Emission trading schemes evidently evolve in the direction of attributing the decisive character of the entry in the registry as regards the proof of ownership over emission allowances while retaining the institution of ‘good faith’ as a some sort of ‘safety valve’ for the  gross breaches of business honesty.

The Australian program represents the most recent manifestation in that regard.



Under the European Emission Trading Scheme the above principles have been incorporated into the European legal order as the intended remedy for the occurrence of mass frauds connected with phishing of emission permits from registries. As an effect the Registry Regulation governing the circulation of carbon permits has been significantly modified (for legal complications that followed the affair and their implications for the functioning of the carbon market the see the articles referred to here).
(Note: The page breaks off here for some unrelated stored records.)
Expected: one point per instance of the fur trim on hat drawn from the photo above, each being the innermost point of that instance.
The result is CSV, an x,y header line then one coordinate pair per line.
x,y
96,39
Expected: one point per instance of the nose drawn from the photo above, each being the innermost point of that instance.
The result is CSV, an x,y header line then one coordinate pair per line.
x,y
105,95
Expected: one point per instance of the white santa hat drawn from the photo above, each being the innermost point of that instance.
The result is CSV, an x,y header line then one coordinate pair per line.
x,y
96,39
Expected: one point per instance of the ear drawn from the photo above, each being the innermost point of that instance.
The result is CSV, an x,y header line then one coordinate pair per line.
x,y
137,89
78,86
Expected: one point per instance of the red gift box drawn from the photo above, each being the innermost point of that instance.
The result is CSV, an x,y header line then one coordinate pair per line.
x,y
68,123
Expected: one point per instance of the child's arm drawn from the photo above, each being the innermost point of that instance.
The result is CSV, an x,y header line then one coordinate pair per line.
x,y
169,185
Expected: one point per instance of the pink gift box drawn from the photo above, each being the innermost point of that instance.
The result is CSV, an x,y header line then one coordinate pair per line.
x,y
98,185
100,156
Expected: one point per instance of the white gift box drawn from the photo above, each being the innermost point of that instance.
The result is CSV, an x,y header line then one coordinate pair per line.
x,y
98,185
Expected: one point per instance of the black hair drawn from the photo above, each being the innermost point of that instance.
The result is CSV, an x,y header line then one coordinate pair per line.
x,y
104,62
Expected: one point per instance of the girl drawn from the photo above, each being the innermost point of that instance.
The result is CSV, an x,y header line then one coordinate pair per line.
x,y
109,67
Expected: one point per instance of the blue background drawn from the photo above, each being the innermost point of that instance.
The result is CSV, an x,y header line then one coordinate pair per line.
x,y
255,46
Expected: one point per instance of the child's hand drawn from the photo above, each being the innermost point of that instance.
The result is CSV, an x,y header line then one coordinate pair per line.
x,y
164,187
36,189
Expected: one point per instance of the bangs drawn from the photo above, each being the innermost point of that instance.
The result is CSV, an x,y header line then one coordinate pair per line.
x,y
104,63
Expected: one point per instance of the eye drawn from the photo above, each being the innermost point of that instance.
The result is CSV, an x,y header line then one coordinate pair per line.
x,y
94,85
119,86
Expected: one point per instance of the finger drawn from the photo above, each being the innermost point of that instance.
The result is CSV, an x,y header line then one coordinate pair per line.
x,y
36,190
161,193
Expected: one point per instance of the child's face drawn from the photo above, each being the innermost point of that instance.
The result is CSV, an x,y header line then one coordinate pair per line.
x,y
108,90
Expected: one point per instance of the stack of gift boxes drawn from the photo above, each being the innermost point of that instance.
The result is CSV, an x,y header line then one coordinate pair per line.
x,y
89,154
The role of good faith the in business activity in the carbon market has been clearly underlined by the recent judgment of the England and Wales High Court Case No: HC10C00532 between Armstrong DLW GMBH and Winnington Networks Ltd of 11 January 2012 where the trader assessed in the judicial proceedings not sufficiently prudent in conducting the transaction when it comes to due diligence process of the trade counterparty (even though the type of transaction involved was spot trade not financial instruments) was ordered to compensate for the loses incurred by the third person (from which the allowances had been earlier stolen).


The emerging Australian carbon price scheme integrates from the outset some safeguards for protecting the certainty of the circulation of the carbon permits.


Pursuant to the Australian regulations If there is an entry for a carbon unit in a person’s registry account, then that person is acknowledged as the legal owner of the unit (subject to the requirements of the procedures of the allowances tracking system).


Furthermore, a transfer of a carbon unit is of no force until it is registered in the Registry.


The Australian Clean Energy Act 2011 uses in that regard the regulatory language stipulating that the registered holder of a carbon unit:

(a) is the legal owner of the unit; and

(b) may, subject to the said Act and the provisions on the tracking scheme, deal with the unit

as its legal owner and give good discharges for any consideration for any such dealing.


The above provision, however, only protects a person ‘who deals with the registered holder of the unit as a purchaser:

(a) in good faith for value; and

(b) without notice of any defect in the title of the registered holder.’


Such rules incorporated into the Australian emissions trading scheme seem to represent a some sort of equivalent to Article 37(2) and (4) of the Registry Regulation applying in the European carbon market according to which:


- the record of the Union Registry constitutes prima facie and sufficient evidence of title over an allowance or Kyoto unit, and of any other matter which is directed or authorised to be recorded in the registry.


- a purchaser and holder of an allowance or Kyoto unit acting in good faith acquires title to an allowance or Kyoto unit free of any defects in the title of the transferor.


The legislative reasons for introducing the above legal framework for the Australian carbon market explain that the above-mentioned defects in title might arise, for example:


- if a carbon unit was transferred by the registered holder in error and sold on by an unintended recipient before the error is detected;


- if a carbon unit was transferred fraudulently, such as if evidence of a transmission by operation of law was false; or


- there is unauthorised access to a registry account (the event that occurred in practice in the European emission registries).


Transparent and secure property rights over and legal interests in carbon units will promote confidence in the integrity of the units and reduce uncertainty for their holders, and further promote confidence in the development of the market for carbon units.


It is noteworthy that both of the above legal frameworks, the European and the Australian one apply in that regard uniform rules that do not differentiate between distinct types of units, like EUAs and Kyoto units in the European carbon market, and carbon units, ACCUs, and prescribed international units in the Australian program.